A whirlwind visit later
Amusement parks, and the kinds that offer roller coaster or giant swings do not scare me per se. However, they get me excited beyond measure, and such high levels of dopamine are hard for me to process. It puts me out my element, if that makes sense.
But off we went in the direction of rides, complete with colourful lights and cheerful yells. Genting is actually an enormous place and it probably takes the better part of two or three days to explore at leisure. In our case, we had set aside three hours. Nonetheless, the unanimous highlight for all three of us was the simulated snow chamber. It replicated the street scene of a region that receives heavy snowfall.

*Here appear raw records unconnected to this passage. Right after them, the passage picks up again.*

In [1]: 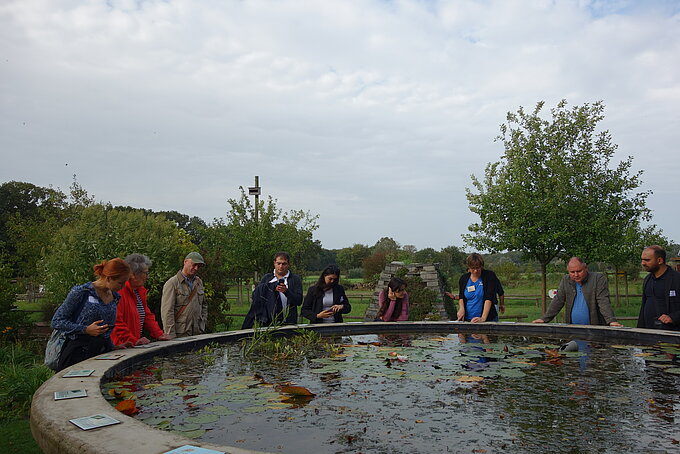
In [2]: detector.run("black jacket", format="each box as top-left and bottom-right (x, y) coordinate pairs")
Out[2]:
(260, 272), (302, 325)
(241, 282), (283, 329)
(637, 267), (680, 331)
(300, 285), (352, 323)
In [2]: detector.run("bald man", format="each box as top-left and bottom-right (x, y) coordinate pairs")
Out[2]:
(533, 257), (623, 326)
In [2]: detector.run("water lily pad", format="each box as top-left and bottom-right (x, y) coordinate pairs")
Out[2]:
(456, 375), (484, 383)
(177, 429), (205, 439)
(241, 406), (267, 413)
(142, 414), (176, 426)
(184, 413), (220, 424)
(172, 423), (201, 432)
(185, 395), (218, 405)
(205, 405), (235, 416)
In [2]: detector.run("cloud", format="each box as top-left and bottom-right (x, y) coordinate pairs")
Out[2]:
(0, 0), (680, 248)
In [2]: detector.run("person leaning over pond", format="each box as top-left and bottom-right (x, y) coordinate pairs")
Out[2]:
(300, 265), (352, 323)
(446, 252), (503, 323)
(376, 277), (408, 322)
(52, 258), (130, 371)
(161, 252), (208, 339)
(111, 254), (170, 345)
(637, 245), (680, 331)
(533, 257), (623, 326)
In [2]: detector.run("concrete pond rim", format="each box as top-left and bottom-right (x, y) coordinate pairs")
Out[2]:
(31, 321), (680, 454)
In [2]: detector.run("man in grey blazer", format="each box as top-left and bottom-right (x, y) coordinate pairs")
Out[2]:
(533, 257), (623, 326)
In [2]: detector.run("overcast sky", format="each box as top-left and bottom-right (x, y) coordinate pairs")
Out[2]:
(0, 0), (680, 249)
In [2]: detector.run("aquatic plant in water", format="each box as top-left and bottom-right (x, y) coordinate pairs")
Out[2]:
(104, 333), (680, 452)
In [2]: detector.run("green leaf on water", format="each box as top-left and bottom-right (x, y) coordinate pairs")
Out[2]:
(177, 429), (205, 439)
(204, 405), (235, 416)
(184, 413), (220, 424)
(241, 402), (269, 413)
(185, 395), (218, 405)
(142, 414), (178, 426)
(172, 423), (201, 432)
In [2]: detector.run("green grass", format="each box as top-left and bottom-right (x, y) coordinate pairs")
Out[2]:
(0, 418), (42, 454)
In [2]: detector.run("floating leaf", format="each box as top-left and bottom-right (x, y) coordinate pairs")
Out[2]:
(205, 405), (234, 416)
(116, 399), (139, 416)
(275, 385), (316, 396)
(184, 413), (220, 424)
(241, 407), (267, 413)
(142, 415), (174, 426)
(109, 388), (132, 399)
(457, 375), (484, 383)
(172, 423), (201, 432)
(178, 429), (205, 439)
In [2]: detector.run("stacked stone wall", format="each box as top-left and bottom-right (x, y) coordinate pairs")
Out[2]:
(364, 262), (449, 321)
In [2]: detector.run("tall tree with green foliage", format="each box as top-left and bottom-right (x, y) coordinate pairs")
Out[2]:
(201, 188), (318, 278)
(336, 243), (371, 271)
(42, 204), (196, 312)
(464, 100), (650, 310)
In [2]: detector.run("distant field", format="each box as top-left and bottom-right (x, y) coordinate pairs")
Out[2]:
(16, 274), (641, 329)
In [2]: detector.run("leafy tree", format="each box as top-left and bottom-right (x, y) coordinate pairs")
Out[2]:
(306, 247), (338, 273)
(337, 243), (371, 270)
(0, 254), (29, 345)
(114, 206), (207, 245)
(0, 181), (67, 276)
(201, 188), (318, 278)
(464, 101), (649, 310)
(439, 246), (467, 282)
(362, 251), (388, 282)
(373, 236), (401, 254)
(43, 204), (196, 316)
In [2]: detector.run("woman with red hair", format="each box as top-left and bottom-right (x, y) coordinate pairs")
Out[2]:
(111, 254), (170, 346)
(52, 258), (130, 370)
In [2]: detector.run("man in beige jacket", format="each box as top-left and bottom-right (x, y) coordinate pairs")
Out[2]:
(161, 252), (208, 338)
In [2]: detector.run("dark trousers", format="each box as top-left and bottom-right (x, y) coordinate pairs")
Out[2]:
(57, 334), (108, 372)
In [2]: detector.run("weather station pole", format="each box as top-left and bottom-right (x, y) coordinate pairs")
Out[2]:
(248, 175), (262, 290)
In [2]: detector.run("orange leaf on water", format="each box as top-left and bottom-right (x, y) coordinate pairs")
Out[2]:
(116, 399), (139, 416)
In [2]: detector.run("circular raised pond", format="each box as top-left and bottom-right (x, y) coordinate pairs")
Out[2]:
(32, 322), (680, 453)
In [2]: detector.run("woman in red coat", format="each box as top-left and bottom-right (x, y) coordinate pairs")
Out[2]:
(111, 254), (170, 346)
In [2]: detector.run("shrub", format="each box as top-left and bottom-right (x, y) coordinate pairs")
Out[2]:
(394, 268), (437, 321)
(0, 344), (53, 419)
(0, 255), (30, 343)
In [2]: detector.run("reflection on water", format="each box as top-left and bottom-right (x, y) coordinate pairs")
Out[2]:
(104, 334), (680, 453)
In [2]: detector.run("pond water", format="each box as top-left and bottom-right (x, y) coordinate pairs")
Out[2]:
(102, 334), (680, 453)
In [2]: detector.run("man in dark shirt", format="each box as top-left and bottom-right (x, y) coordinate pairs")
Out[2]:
(637, 245), (680, 331)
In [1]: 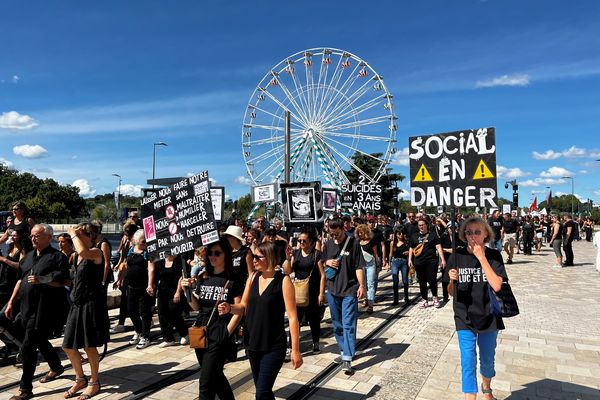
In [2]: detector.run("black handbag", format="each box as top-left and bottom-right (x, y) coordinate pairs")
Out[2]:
(488, 282), (519, 318)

There was even a snow tube for those wanting to sample some winter sports in an otherwise tropical region.
Zarah, meanwhile, was ecstatic to see so much snow and ice. An interesting addition to the street scene was also an igloo. And for me, it was a nostalgic moment, a quick opportunity to reminisce my stay in Canada. Freezing temperatures and snow were the norm for the better part of seven months each year.
We didn’t staying at Genting; rather we were booked at a picturesque village hotel called Colmar Tropicale. Located at about an hour’s drive from Genting, this was another beautiful stretch. While the Genting visit was a blink-and-you-miss tour, I was glad Beas had found out about this less-visited place. And when I saw its medieval castle like structure, I was then truly excited — the kind of effect that a roller coaster usually has on most normal people.